Sunday, 6 April 2014


The capital of the region Extremadura lies roughly halfway from Seville to Jerte Valley therefore it was an obvious lunch break stop for us. Apart from the attraction of the possibility of food for two hungry travellers the town has other attractions as well, namely the amazing collection of Roman monuments. In fact, Mérida boasts of the most Roman monuments in Spain. Founded in 25BC by Augustus meant that it needed to provide a good range of ‘bread and entertainment’ for its habitants. We spent a few hours here (strictly AFTER having lunch) to sample some of these well-preserved ancient remnants.

In some ways Mérida is similar to Rome. You just walk along the street, minding your own business, turn around a corner and BANG there’s a huge Roman monument right in front of you. This is how we came across the Temple of Diana.

It is a pretty strange sight as it seems that every big nation who ruled these lands added something to it. The foundations were of course laid by the Romans themselves and the   Corinthian columns stand tall and straight like sentinels of the era. Later came the Muslims in the 8-9th century and added a few typical arches on the back of the building. Finally in the 16th century some other dude called the Duke of Córbos decided to turn the whole thing into his palace. Even though it’s a real mixture of styles it still has an air of profound beauty about it.

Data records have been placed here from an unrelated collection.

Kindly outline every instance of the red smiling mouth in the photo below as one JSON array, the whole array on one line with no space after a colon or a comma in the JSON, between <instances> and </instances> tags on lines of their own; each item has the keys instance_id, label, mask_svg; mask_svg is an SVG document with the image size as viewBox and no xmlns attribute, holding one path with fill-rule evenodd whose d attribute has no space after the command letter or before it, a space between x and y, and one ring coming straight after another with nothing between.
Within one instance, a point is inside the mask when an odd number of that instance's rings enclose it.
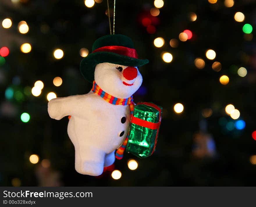
<instances>
[{"instance_id":1,"label":"red smiling mouth","mask_svg":"<svg viewBox=\"0 0 256 207\"><path fill-rule=\"evenodd\" d=\"M127 83L125 83L124 81L123 81L123 84L124 85L133 85L133 83L132 83L131 84L128 84Z\"/></svg>"}]
</instances>

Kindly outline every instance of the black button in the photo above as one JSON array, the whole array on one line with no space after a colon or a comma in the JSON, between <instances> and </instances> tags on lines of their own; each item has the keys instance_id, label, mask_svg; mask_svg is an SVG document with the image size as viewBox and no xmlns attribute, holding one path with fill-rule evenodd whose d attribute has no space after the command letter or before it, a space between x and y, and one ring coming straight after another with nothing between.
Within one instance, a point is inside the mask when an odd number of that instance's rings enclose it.
<instances>
[{"instance_id":1,"label":"black button","mask_svg":"<svg viewBox=\"0 0 256 207\"><path fill-rule=\"evenodd\" d=\"M124 124L125 123L125 122L126 121L126 118L125 117L122 117L122 118L121 119L121 123L122 124Z\"/></svg>"}]
</instances>

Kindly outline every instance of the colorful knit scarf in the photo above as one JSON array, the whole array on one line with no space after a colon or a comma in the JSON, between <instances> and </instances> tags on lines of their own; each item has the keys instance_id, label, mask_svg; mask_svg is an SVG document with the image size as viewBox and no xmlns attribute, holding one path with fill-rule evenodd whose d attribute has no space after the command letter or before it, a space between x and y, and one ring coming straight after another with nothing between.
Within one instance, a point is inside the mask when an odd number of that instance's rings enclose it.
<instances>
[{"instance_id":1,"label":"colorful knit scarf","mask_svg":"<svg viewBox=\"0 0 256 207\"><path fill-rule=\"evenodd\" d=\"M102 90L99 86L97 85L95 81L93 81L93 88L92 88L92 91L94 93L98 95L107 102L113 105L125 106L129 104L129 106L130 107L131 115L133 113L135 104L133 102L132 96L128 99L120 99L116 98ZM127 144L129 137L129 133L128 132L122 144L117 149L115 152L115 158L117 159L121 160L123 158L123 155L125 150L125 147Z\"/></svg>"}]
</instances>

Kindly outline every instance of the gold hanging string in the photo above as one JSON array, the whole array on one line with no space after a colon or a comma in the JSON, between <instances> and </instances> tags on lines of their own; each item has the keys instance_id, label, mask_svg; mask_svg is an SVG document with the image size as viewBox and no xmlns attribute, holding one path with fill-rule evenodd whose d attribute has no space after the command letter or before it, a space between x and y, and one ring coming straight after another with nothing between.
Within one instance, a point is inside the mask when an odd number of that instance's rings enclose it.
<instances>
[{"instance_id":1,"label":"gold hanging string","mask_svg":"<svg viewBox=\"0 0 256 207\"><path fill-rule=\"evenodd\" d=\"M112 35L112 33L111 32L111 23L110 23L110 13L109 13L109 0L107 0L107 3L108 4L108 15L109 16L109 30L110 31L110 34ZM114 20L114 23L115 20Z\"/></svg>"},{"instance_id":2,"label":"gold hanging string","mask_svg":"<svg viewBox=\"0 0 256 207\"><path fill-rule=\"evenodd\" d=\"M113 22L113 34L115 34L115 0L114 0L114 20Z\"/></svg>"}]
</instances>

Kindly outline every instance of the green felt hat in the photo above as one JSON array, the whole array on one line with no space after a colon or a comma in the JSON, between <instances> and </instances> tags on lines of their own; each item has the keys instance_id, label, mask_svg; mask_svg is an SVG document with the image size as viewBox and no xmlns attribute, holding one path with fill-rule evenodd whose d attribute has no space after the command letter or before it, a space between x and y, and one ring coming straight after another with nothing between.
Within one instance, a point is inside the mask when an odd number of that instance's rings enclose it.
<instances>
[{"instance_id":1,"label":"green felt hat","mask_svg":"<svg viewBox=\"0 0 256 207\"><path fill-rule=\"evenodd\" d=\"M94 70L97 64L109 63L139 67L149 62L147 59L138 58L131 40L122 35L106 35L99 38L93 43L92 51L80 64L81 72L90 83L94 80Z\"/></svg>"}]
</instances>

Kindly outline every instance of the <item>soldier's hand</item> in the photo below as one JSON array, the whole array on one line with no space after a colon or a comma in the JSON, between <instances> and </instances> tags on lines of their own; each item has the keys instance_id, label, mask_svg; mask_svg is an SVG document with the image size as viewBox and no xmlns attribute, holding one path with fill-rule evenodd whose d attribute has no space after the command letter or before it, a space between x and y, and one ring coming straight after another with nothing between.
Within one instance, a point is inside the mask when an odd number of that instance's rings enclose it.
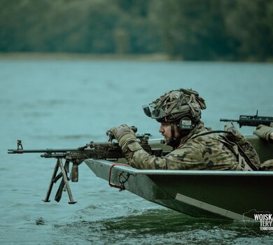
<instances>
[{"instance_id":1,"label":"soldier's hand","mask_svg":"<svg viewBox=\"0 0 273 245\"><path fill-rule=\"evenodd\" d=\"M134 133L132 130L126 125L122 124L117 127L112 127L110 131L113 133L116 140L119 140L124 134L132 134L134 136Z\"/></svg>"},{"instance_id":2,"label":"soldier's hand","mask_svg":"<svg viewBox=\"0 0 273 245\"><path fill-rule=\"evenodd\" d=\"M265 125L258 125L253 134L258 135L260 138L269 140L271 138L272 128Z\"/></svg>"}]
</instances>

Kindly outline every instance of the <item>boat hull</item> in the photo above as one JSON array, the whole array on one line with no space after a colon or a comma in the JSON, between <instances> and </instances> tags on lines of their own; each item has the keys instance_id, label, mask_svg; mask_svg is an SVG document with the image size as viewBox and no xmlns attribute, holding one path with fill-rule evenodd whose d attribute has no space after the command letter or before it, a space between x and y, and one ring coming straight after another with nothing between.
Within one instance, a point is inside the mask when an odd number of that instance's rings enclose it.
<instances>
[{"instance_id":1,"label":"boat hull","mask_svg":"<svg viewBox=\"0 0 273 245\"><path fill-rule=\"evenodd\" d=\"M273 214L273 172L140 170L87 160L99 177L148 201L192 216L253 218ZM122 194L120 194L122 195Z\"/></svg>"},{"instance_id":2,"label":"boat hull","mask_svg":"<svg viewBox=\"0 0 273 245\"><path fill-rule=\"evenodd\" d=\"M247 137L262 162L273 158L273 144L254 135ZM170 150L159 141L150 144ZM85 163L112 184L123 185L148 201L192 216L242 220L253 219L257 212L273 214L272 171L146 170L113 167L113 162L102 160L88 159Z\"/></svg>"}]
</instances>

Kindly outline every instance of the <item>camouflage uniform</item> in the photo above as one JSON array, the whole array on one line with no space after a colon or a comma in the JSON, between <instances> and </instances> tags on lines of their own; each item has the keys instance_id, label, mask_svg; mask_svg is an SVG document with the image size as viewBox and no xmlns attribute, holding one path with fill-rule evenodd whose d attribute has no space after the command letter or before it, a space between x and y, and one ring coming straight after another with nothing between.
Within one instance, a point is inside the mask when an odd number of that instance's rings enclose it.
<instances>
[{"instance_id":1,"label":"camouflage uniform","mask_svg":"<svg viewBox=\"0 0 273 245\"><path fill-rule=\"evenodd\" d=\"M273 133L273 123L270 127L260 125L257 127L256 130L253 133L258 135L260 139L267 141L267 142L273 143L270 139L270 135ZM260 169L263 171L273 171L273 159L268 160L260 164Z\"/></svg>"},{"instance_id":2,"label":"camouflage uniform","mask_svg":"<svg viewBox=\"0 0 273 245\"><path fill-rule=\"evenodd\" d=\"M271 123L270 127L260 125L257 127L253 133L262 139L273 143L272 140L270 139L270 134L273 133L273 123Z\"/></svg>"},{"instance_id":3,"label":"camouflage uniform","mask_svg":"<svg viewBox=\"0 0 273 245\"><path fill-rule=\"evenodd\" d=\"M167 155L156 157L141 148L127 125L111 129L132 167L146 169L252 170L239 153L239 146L234 141L217 133L206 134L209 132L200 120L201 110L206 108L206 104L197 92L183 89L172 90L150 106L153 108L152 111L150 108L148 111L144 110L148 116L160 122L169 122L172 128L176 124L179 130L184 130L181 133L187 133L181 136L180 142L172 133L178 146ZM183 127L188 125L183 124L185 121L192 122L190 125L192 127L189 130Z\"/></svg>"},{"instance_id":4,"label":"camouflage uniform","mask_svg":"<svg viewBox=\"0 0 273 245\"><path fill-rule=\"evenodd\" d=\"M218 134L196 136L206 132L200 122L177 148L161 158L147 153L132 134L122 136L119 144L129 163L137 169L242 170L238 156Z\"/></svg>"}]
</instances>

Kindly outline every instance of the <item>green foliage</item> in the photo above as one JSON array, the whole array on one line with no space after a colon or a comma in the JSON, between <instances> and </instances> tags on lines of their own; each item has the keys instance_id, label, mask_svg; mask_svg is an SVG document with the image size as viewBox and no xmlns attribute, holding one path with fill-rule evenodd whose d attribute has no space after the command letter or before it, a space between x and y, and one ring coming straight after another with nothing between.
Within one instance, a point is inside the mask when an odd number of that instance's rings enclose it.
<instances>
[{"instance_id":1,"label":"green foliage","mask_svg":"<svg viewBox=\"0 0 273 245\"><path fill-rule=\"evenodd\" d=\"M273 56L273 0L0 0L0 52Z\"/></svg>"}]
</instances>

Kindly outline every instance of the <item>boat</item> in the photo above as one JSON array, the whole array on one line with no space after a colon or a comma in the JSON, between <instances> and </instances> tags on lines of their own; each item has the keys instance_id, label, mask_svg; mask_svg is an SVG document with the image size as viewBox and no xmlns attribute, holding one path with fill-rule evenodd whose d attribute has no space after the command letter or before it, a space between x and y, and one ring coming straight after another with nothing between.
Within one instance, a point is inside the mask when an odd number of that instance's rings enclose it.
<instances>
[{"instance_id":1,"label":"boat","mask_svg":"<svg viewBox=\"0 0 273 245\"><path fill-rule=\"evenodd\" d=\"M246 137L261 162L273 159L273 144L255 135ZM169 150L160 140L149 144ZM273 214L273 171L150 170L134 169L122 161L85 162L111 186L192 216L241 220L253 220L253 214Z\"/></svg>"}]
</instances>

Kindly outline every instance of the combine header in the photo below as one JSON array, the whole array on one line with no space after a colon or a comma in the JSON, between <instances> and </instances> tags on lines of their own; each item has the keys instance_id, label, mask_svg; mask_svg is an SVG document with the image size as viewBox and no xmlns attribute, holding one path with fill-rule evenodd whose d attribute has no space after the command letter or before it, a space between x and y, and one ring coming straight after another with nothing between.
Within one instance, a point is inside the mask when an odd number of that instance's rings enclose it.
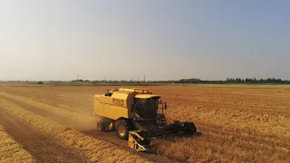
<instances>
[{"instance_id":1,"label":"combine header","mask_svg":"<svg viewBox=\"0 0 290 163\"><path fill-rule=\"evenodd\" d=\"M138 151L148 150L153 139L196 133L191 121L167 124L166 109L160 96L147 89L112 89L94 96L94 115L102 118L97 129L115 129L120 139L128 139L129 146Z\"/></svg>"}]
</instances>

After the majestic building of the Temple we moved on to the ‘real deal’, the Roman Theatre and the Amphitheatre. First we visited the latter. The place is huge but it gives you an idea of the popularity of the gladiator fights in those times. I knew they were a favoured past time but never quite thought that they built arenas that can hold this many people!

If you follow the ‘recommended route’ (they call it ‘recommended’ but in truth you’re not allowed to go anywhere else) you will find many descriptions that will educate you about life in the time of the Romans. There is a whole section about the different types of gladiators.

Right next to it there's the Roman Theatre which is the most incredible and well-preserved Roman monument I have ever had the luck to see. Let's face it you need a great deal of imagination to fill the rows with Romans wearing their white togas and discussing philosophy and politics but once you do this you will again and again admire the genius of the architects of that time.

The place is huge and you are free to walk around and touch everything around you. We were joking with Paul that if this was in the UK we would probably never be able to experience it the same way. It was simply incredible.

Every year the Festival of the Classical Theatre is held here where you just sit around these stone seats and enjoy classical plays performed under the marble columns. I hope on day we can see this, too, must be an amazing experience. You can read more about that here.

Finally we went to see the Circus Maximus. On the way we came across some other ruins with a stork nest on top. Let’s make use of the available space, shall we?

The Circus Maximus of Mérida is one of the best preserved within the Roman empire, apparently. Unfortunately we arrived during the time of siesta (damn these Spanish and their siesta) therefore we could only have a look from the side. To tell you the truth I don’t think we missed out on a lot as the place itself is a big flat grassy area.

This more than 400m long Roman hippodrome could hold up to 30 000 spectators. Again, you need your imagination here to imagine those Romans riding their horse carriages around. We saw however a photo of the area during the Semana Santa. If I had a chance to experience Easter in Spain again, after Seville this would definitely be my second choice to see it. I mean just look at this!

Finally, the Roman Bridge.

To tell you the truth Mérida itself did not impress us that much however if you have the slightest interest in history and the Romans you will definitely enjoy walking around here.